Bien sûr, avant d'aller à La-Charité-sur-Loire, j'ai vérifié si François Mitterrand y était allé et ce qu'il y avait fait. Fait amusant pour un phobique de l'automobile, l'ancien président de la République y a inauguré le 8 juin 1990 la déviation routière. Le vieux tribun y prononce un discours qui le représente bien. Il réussit ce tour de force de faire la louange de cette nouvelle déviation tout en disant qu'il faut résolument défendre l'environnement en... faisant moins de déviations de ce genre. C'est dire, qu'avant le président actuel, le chantre du « en même temps », c'est d'abord François Mitterrand. Mais, son talent, c'est aussi de « faire du local » tout en se hissant à l'international.

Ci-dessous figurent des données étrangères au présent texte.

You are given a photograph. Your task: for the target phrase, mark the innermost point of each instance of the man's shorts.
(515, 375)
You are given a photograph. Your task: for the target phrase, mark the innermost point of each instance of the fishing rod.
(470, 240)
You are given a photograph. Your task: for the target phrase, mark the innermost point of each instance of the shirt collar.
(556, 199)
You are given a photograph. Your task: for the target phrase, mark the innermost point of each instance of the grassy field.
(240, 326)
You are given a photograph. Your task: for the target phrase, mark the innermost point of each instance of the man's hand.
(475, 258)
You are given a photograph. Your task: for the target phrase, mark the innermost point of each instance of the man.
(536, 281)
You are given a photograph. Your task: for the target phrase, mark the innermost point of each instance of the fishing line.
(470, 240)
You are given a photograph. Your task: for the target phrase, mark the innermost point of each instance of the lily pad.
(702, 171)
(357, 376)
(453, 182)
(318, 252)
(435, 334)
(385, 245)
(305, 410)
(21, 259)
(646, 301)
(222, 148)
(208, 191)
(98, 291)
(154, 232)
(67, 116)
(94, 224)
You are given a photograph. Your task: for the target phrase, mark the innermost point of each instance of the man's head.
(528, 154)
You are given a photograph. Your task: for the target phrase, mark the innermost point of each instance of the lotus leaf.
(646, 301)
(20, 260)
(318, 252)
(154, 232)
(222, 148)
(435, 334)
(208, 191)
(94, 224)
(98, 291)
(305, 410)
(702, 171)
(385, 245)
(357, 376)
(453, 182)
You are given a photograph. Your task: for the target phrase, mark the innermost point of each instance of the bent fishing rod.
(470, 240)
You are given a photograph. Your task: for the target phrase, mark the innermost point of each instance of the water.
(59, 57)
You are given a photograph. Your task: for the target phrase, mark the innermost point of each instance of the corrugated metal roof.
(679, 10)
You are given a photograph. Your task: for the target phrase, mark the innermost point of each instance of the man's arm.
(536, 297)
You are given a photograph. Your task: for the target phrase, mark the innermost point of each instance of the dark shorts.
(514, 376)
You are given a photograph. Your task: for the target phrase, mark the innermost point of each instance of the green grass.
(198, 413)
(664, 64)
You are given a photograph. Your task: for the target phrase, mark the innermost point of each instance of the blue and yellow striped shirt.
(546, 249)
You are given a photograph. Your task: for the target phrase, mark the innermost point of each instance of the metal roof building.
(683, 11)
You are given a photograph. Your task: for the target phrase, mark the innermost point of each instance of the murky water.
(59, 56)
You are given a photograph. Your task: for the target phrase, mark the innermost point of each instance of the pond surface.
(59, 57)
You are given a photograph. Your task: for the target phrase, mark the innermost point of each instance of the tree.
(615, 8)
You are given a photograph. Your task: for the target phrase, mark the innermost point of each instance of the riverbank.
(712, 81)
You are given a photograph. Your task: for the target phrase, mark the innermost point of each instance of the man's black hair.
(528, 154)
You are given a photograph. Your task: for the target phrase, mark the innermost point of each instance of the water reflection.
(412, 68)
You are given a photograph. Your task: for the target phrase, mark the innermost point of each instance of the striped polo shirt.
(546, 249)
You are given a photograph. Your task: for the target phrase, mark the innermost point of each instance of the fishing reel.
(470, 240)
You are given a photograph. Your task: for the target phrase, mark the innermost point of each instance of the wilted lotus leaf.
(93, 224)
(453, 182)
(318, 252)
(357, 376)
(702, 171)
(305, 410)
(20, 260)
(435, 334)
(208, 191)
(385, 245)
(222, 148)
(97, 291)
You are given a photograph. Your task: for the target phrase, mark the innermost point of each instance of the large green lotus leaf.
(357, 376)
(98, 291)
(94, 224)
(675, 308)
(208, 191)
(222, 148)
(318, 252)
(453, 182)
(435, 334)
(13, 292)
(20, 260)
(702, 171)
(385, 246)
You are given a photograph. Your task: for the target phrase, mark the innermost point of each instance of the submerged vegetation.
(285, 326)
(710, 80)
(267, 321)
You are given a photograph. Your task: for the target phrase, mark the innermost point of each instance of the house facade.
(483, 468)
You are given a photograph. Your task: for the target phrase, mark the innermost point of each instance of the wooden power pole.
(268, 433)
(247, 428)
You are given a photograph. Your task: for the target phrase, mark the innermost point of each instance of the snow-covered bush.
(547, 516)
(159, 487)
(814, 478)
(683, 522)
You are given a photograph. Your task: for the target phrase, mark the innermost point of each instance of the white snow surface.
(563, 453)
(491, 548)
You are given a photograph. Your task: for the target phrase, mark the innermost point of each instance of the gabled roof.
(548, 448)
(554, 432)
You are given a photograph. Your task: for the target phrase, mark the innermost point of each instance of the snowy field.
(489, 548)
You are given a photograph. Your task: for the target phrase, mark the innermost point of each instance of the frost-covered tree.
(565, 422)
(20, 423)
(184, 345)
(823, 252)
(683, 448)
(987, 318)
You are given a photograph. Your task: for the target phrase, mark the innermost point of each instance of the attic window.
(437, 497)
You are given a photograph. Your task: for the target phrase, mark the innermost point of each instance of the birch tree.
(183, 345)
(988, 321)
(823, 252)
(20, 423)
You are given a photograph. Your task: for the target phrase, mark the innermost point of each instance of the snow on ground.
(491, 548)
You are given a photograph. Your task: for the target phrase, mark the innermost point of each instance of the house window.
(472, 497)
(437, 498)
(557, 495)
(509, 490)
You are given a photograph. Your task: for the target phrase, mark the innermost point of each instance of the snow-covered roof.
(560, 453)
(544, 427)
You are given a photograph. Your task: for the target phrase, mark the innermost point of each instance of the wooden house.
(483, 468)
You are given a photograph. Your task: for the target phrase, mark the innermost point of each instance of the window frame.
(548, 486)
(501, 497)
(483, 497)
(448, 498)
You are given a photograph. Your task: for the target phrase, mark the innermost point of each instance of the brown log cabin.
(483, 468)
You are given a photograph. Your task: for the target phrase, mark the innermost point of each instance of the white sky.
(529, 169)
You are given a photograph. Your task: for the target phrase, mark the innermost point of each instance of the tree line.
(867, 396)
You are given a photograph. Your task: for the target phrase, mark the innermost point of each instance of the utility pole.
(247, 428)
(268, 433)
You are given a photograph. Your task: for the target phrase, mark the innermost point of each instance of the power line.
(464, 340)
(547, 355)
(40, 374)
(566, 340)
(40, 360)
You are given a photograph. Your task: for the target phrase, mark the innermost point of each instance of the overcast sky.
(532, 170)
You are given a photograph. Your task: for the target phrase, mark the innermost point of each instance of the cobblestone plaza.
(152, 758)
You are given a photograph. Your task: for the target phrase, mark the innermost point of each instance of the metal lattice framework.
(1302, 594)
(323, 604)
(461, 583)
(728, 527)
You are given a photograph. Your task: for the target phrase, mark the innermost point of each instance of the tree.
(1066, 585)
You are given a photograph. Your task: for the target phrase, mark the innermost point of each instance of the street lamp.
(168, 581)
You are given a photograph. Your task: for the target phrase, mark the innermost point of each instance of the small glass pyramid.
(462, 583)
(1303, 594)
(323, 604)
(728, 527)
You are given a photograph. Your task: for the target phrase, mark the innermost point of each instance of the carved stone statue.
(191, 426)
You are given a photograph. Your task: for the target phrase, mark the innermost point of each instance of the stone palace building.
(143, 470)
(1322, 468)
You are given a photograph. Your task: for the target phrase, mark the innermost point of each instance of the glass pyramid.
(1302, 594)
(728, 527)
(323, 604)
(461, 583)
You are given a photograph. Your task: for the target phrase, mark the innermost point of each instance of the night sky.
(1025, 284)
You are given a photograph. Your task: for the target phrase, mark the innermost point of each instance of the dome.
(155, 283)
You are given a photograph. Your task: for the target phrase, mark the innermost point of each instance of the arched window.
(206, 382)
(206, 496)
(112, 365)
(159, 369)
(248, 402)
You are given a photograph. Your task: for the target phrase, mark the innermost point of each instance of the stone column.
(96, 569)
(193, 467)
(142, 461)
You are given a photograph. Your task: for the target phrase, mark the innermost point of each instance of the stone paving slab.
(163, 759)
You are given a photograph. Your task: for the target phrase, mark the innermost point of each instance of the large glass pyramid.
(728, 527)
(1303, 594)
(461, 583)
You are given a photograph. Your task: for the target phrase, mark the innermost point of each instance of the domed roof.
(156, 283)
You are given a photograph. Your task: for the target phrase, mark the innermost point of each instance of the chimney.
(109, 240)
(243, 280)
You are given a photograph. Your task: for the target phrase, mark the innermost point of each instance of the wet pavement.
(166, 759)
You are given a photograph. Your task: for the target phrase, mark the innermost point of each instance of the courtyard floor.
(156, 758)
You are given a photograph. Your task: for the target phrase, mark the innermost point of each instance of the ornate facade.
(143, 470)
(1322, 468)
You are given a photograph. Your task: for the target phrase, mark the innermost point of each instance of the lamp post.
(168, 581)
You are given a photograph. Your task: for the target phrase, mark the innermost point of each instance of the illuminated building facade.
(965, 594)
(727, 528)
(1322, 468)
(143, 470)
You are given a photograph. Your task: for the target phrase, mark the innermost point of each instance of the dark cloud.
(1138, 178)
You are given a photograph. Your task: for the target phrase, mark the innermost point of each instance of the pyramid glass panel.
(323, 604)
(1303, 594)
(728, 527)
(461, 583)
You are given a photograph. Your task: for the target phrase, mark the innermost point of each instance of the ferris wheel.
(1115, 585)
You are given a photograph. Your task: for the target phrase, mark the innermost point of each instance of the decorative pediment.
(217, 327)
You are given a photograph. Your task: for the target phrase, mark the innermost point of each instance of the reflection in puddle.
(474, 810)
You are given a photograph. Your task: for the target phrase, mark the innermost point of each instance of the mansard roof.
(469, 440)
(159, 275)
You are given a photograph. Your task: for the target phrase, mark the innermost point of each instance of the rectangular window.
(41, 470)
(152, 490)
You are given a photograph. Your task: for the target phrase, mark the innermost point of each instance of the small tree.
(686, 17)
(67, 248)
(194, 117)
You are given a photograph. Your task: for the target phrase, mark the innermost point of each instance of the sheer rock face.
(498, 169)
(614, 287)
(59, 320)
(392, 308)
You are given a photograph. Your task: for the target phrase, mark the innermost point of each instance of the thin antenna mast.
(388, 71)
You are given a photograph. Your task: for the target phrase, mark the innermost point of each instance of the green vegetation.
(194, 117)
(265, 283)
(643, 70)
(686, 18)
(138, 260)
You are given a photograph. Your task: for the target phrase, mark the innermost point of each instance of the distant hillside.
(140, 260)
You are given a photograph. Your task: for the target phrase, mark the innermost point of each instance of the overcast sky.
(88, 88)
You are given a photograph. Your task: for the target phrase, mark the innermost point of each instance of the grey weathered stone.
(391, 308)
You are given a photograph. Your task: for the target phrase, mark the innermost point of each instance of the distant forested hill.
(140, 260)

Dans ce même discours, il évoque le futur tunnel sous la manche dont il a réussi à extorquer le principe à Madame Thatcher. Et il termine en évoquant Jules Renard, ce qui demeure pour moi un mystère, sachant que l'auteur de Poil de Carotte, n'était pas originaire de la ville et n'y est pas mort. Certes, il est nivernais d'adoption et ses Histoires naturelles pouvaient préfigurer la défense de l'environnement telle que la présente le Président dans son discours.

Non seulement, je conduis sans appréhension, mais j'ai fait un léger détour pour ne pas manquer un mètre de la désormais, pour moi fameuse, déviation.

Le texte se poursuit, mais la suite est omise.